I admit, I was more than comfortable with the binary in life. Liberal/conservative, religious/atheist, men/women. It’s simpler that way, like Mayberry and the Cleaver household: we think we know where people stand and what is right and wrong without any contemplation or conversation at all. We can all sit at the same table that way.
But the longer I live, the less ‘binary’ life seems, and the less welcome as a point of reference. People are neither all good or all bad; even the author of the (scary!) anonymous autobiography, Confessions of a Sociopath, confirms that she envies the rest of us for our ability to have empathy. People, all people, are neither all-or-nothing, nor are we all-male nor all-female, as anyone’s blood levels of estrogen and testosterone will prove.

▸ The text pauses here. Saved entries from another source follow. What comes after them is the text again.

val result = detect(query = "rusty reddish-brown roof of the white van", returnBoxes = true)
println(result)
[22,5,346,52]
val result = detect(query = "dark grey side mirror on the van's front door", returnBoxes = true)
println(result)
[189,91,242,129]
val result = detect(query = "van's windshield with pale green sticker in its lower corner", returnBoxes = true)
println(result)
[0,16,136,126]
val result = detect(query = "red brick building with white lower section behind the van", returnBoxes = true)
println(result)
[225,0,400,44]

Recently a small group of Lesbians (100 or so) launched a petition to announce to the LGBT world that they are leaving the G, B and T, out of protest of the umbrella’s acceptance of the T. WTH? It seems they are a publicly and proudly bigoted, rather than a respectfully questioning, group of Lesbians. As my favorite transactivist, scholar and therapist and Lesbian Arlene Ishtar Lev posted on Facebook to them, “don’t let the door hit you on your way out.”

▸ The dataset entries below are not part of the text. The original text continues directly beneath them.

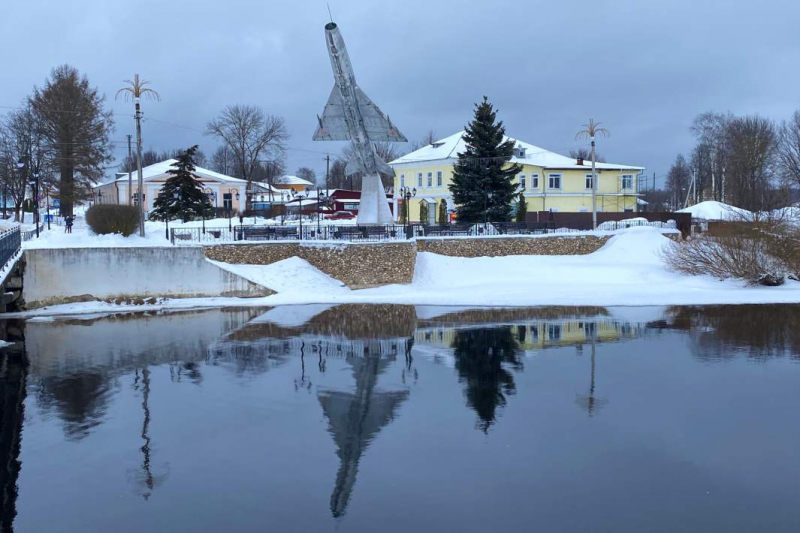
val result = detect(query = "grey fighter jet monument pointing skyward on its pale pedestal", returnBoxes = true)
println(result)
[314,22,408,224]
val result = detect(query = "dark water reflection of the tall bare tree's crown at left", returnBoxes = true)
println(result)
[36,372,112,440]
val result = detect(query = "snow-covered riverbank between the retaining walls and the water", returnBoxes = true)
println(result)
[14,227,800,316]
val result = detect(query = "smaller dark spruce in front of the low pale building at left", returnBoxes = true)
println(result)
[150,145,212,222]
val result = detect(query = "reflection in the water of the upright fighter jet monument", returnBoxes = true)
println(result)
[318,353,408,518]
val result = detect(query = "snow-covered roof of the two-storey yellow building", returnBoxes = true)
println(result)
[389,131,644,170]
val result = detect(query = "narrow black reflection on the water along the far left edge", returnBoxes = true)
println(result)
[0,354,27,531]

These 100-plus women are really uncomfortable and threatened by the idea of transgenderism. They must be absolutely panicking over the nuances of gender fluidity. I don’t understand how a group that self-describes a range of sensualities between ‘butch’ and ‘lipstick’ can do so without seeing the narrow objectifications in this practice, and without seeing a need for nuance. These few women seem to need a binary of “in or out” of womanhood. They cannot allow transwomen to endorse their own lived experience as honest and authentic, not disturbed or co-opting or threatening. What is the threat? I have yet to read a good articulation.
But back to gender fluidity and ‘a-gender’concepts of identity.
So yes, the binary was easier on my clients and on me. I find it harder to counsel my teen gender dysphoric clients who are unsure about whether they are truly FTM or more ambiguously a-gender. I can’t dismissively suggest they are just working through internalized transphobia, which we used to see as a natural stage in the coming out process, the same way psychiatry in the 1980s used to tell MtF to relax and simply accept their feminine side. Recalling David Bowie in his sarong at his Bali retreat, I don’t think that expression alone would do it for a gender dysphoric or feminine-gendered natal male. Bowie isn’t a transsexual any more than my MTF clients are just needing to grow their hair out a little.
I have to listen more closely and ask questions that invite more reflection, while providing a calm assurance that they are enough, whoever they are. I have to give ‘homework’ that encourages exploration of simply being and finding out who they are. I have to let go and help them breathe into their current unknowing, until their own knowing makes itself clearer. (I have to help parents take a breath too.) Knowing that ultimately, a space that feels liminal may become ‘home.’
Each person may not reach a state of ‘knowing’ but that is not the goal of life. Living authentically is the goal, and that’s often the hardest to recognize. It’s not reached by reason, but by living. We know it when we feel peace, when we manage an overall balance between anxiety and trust. Hard to do in our culture, and fraught with danger. Until we teach our children well, that is, and let people unfold as they must.